Monday, August 11, 2008
Clyde Connell: a Song from Bistineau reaches galleries and art patrons
At the Penal Farm Clyde had her own painting studio. With their departure she gave up the first studio she'd known.
The Connells moved to a small camp house on the edge of Lake Bistineau. It was an ignominious retreat. TD attempted to sell real estate. Clyde found herself without the space to store her papers, furniture and art. The papers she'd accumulated in her previous life, one dominated by volunteer work in the Southern Presbyterian Church and attendance at many conferences - were destroyed by her hand.
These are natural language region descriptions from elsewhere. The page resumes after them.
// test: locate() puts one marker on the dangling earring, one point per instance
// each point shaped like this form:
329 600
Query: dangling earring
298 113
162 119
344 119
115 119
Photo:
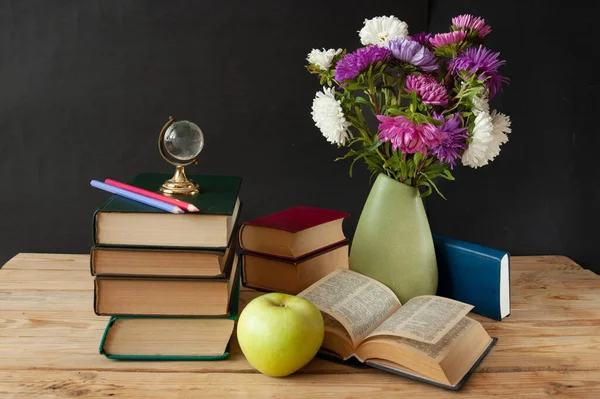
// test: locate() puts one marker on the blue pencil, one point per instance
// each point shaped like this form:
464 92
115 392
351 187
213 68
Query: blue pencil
136 197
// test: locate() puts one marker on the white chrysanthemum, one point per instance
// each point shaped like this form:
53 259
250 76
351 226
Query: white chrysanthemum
322 58
380 30
480 104
500 129
476 155
329 117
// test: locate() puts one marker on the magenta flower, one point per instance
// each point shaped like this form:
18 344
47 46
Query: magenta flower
481 61
449 150
407 136
422 38
476 24
413 53
354 63
428 89
446 39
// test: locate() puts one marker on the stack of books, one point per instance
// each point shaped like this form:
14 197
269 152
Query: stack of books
288 251
170 281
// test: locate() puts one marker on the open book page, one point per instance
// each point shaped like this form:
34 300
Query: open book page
424 318
439 350
358 302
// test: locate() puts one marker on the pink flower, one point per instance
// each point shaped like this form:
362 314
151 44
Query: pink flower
428 89
446 39
407 136
476 24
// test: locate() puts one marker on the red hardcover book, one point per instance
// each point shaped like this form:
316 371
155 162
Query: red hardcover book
293 233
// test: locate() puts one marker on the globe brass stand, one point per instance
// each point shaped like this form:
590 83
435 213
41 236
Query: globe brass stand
179 184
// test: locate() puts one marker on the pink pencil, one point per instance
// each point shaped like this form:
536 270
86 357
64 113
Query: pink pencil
156 196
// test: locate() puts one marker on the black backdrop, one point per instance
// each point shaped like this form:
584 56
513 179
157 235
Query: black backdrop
85 87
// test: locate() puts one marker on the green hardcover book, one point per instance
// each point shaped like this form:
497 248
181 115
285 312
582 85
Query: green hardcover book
167 338
126 223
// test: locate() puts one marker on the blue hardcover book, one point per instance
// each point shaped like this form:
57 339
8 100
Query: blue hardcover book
474 274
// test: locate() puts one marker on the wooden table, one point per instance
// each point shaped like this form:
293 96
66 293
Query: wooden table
49 335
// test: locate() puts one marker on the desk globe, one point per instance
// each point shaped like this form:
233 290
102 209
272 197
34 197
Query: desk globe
180 143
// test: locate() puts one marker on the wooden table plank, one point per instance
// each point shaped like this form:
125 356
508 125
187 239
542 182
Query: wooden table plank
57 383
49 336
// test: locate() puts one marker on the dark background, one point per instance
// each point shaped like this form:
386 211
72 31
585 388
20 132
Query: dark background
85 87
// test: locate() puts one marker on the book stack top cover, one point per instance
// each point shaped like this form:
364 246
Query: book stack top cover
126 223
289 250
296 220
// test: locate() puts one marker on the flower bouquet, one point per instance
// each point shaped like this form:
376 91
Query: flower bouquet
429 93
429 97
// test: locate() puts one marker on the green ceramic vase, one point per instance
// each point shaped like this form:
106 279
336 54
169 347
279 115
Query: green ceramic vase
393 242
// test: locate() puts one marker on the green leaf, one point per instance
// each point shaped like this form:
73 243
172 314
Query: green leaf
374 146
362 100
433 185
354 161
427 192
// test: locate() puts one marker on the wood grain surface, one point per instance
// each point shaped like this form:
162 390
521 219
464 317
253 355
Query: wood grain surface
49 336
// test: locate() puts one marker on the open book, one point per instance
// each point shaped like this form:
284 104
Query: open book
429 338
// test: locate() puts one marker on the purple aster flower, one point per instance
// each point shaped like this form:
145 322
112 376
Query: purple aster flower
414 53
354 63
448 151
446 39
482 61
476 24
407 136
422 38
428 89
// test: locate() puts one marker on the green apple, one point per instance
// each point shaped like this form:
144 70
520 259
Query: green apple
280 333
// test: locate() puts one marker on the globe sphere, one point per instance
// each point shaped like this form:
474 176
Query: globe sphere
183 140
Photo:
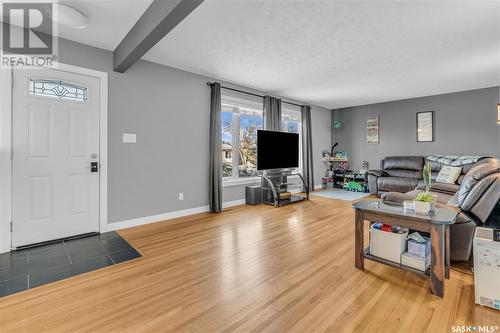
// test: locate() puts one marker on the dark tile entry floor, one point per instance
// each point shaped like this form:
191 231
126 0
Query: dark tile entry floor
33 267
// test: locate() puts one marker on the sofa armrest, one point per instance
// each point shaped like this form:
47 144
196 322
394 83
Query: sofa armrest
378 173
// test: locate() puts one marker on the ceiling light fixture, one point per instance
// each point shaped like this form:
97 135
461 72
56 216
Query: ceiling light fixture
69 16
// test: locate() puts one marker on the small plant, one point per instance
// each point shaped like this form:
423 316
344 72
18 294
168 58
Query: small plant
424 197
426 173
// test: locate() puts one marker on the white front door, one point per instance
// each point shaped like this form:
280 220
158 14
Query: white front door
55 138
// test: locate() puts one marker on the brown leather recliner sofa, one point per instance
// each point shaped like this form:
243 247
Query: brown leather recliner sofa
475 195
404 173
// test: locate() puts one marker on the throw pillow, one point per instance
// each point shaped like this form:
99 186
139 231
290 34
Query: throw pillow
448 174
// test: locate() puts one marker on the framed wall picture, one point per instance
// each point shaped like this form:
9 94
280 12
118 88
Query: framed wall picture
372 130
425 126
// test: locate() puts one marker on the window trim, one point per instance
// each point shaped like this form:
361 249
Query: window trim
236 104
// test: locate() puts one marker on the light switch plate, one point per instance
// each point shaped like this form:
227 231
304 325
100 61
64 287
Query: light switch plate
129 138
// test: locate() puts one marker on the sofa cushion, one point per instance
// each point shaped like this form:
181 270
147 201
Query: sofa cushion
450 189
396 184
476 173
476 192
404 173
448 174
415 163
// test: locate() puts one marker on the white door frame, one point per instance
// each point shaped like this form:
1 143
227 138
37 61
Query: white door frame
6 90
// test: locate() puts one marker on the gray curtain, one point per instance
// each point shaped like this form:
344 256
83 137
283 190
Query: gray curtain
307 152
215 175
272 113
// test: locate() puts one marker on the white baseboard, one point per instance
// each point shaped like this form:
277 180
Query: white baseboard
168 216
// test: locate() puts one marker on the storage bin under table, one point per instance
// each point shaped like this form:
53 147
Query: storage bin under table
387 245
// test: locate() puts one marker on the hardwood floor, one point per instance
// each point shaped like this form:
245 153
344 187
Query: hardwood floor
247 269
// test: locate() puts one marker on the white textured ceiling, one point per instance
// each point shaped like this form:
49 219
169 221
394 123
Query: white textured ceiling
337 54
108 21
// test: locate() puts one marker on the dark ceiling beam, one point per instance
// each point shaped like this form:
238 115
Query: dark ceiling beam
156 22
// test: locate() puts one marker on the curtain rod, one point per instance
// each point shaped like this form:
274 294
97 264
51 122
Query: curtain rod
252 94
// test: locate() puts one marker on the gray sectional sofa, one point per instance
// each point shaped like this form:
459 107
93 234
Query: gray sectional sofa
475 195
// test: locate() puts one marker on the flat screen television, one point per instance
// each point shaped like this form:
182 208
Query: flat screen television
277 150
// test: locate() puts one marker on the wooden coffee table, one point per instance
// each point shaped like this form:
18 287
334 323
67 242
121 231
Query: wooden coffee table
437 224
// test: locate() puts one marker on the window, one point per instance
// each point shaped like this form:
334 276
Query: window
57 89
291 122
240 121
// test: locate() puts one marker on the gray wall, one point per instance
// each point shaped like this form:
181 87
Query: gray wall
465 123
168 109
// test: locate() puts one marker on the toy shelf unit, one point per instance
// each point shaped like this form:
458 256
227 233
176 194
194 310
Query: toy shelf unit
283 187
Three years would pass in the isolation of Bistineau before Clyde felt a sense of confidence about her place in artistic work. During that period she developed her Sun Path series. She found an abstraction of her life on the lake: the wavy lines and circular sun spots in the Sun Paths spoke optimistically of a new day. Her initial desire was to create Sun Paths in sheet metal. Alas, she found that she could not afford the fabrication.
A donation of colored paper enabled her to return to making her accustomed flow of art. She told interviewers, "I wanted to work." She was a prodigious producer. Subsequently she developed a collage series called the Lake Verticals.
For many years she continued to make art from brown paper and mulberry paper. Her fame was based on pieces constructed with wood, found metal, rattan vine, stones and papier mache.
Clyde was able to make several Sun Path series in metal. By the early 1980's she was getting considerable sums for her art. She was represented in galleries in Houston and Dallas. Her Swamp Song series had proven popular. At that point her husband's attitude toward her art took a dramatic upturn.
Mrs. Connell's retreat to Lake Bistineau had been transformed into a triumph.